This is the second blog in Cloud Thoughts, a series delving into the details of deploying ThoughtSpot in the Cloud.
Here at ThoughtSpot, our goal is to make analytics accessible for every business person through the power of search and AI. While thinking about these end users, however, we’ve not forgotten the IT warriors who are tasked with developing, building, and deploying the infrastructure to support these business users.
And for these IT pros, nothing looms larger than the cloud.
Fret not, IT ninjas!

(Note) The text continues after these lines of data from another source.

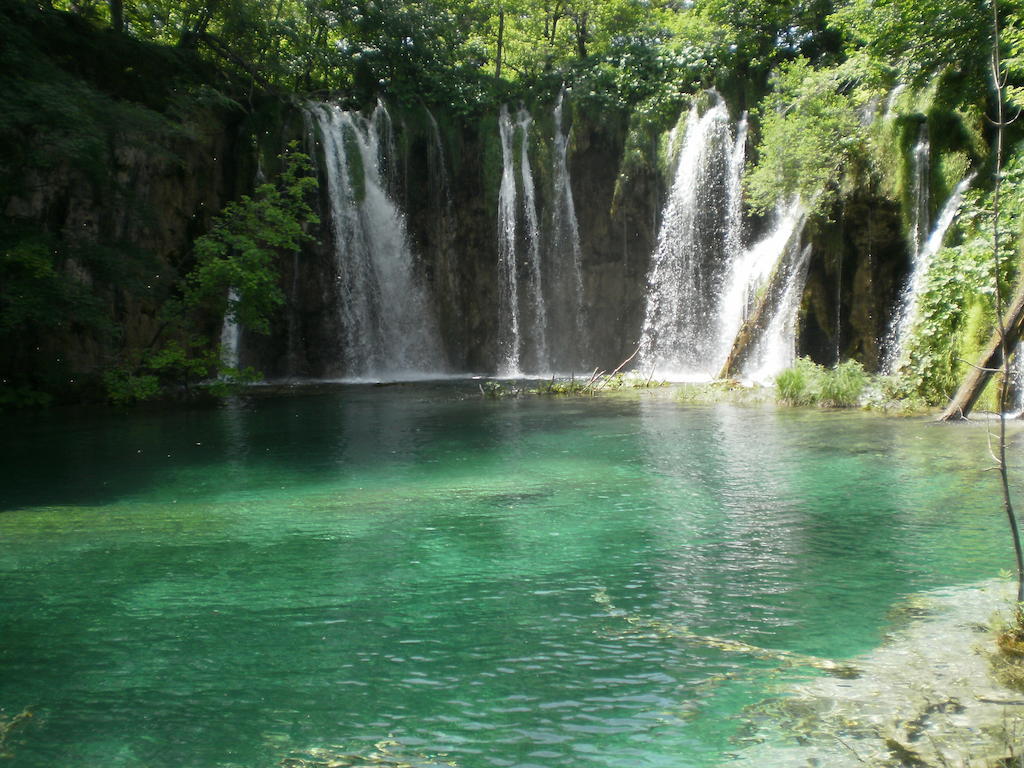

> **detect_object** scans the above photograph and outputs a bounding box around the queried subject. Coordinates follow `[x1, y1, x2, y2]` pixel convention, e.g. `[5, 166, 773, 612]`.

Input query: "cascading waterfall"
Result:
[220, 288, 242, 369]
[639, 96, 746, 379]
[498, 105, 548, 376]
[742, 239, 811, 383]
[310, 102, 446, 378]
[885, 172, 975, 373]
[910, 123, 932, 260]
[716, 200, 806, 380]
[547, 87, 588, 370]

Deploying a ThoughtSpot multi-node cluster in the cloud is very easy, thanks to the ability to use infrastructure orchestration tools like Terraform in combination with application provisioning frameworks like Ansible.
IT operators who are looking to automate the deployment of their infrastructure and provision ThoughtSpot software to setup a cluster can use this combination of Terraform and Ansible to automate the entire provisioning workflow.
In this article, we’ll show you a step by step process to use Terraform and Ansible to create a fully functional multi-node cluster, including deploying the cloud infrastructure needed to host ThoughtSpot and provisioning ThoughtSpot software on these nodes
If you’re unfamiliar, Terraform is a tool for building, changing, and versioning infrastructure safely and efficiently. Terraform can be used to manage ThoughtSpot infrastructure deployment in all the cloud provider environments that we currently support (AWS, GCP, Azure). Terraform is cloud-agnostic and allows a single configuration to be used to manage multiple providers, and to even handle cross-cloud dependencies.
While Terraform is a great infrastructure provisioning tool, it does not come with a configuration management system. That's where Ansible comes in. We will use Terraform to stand up virtual machines or cloud instances, and then Ansible will be used to provision ThoughtSpot software and create a fully functional cluster.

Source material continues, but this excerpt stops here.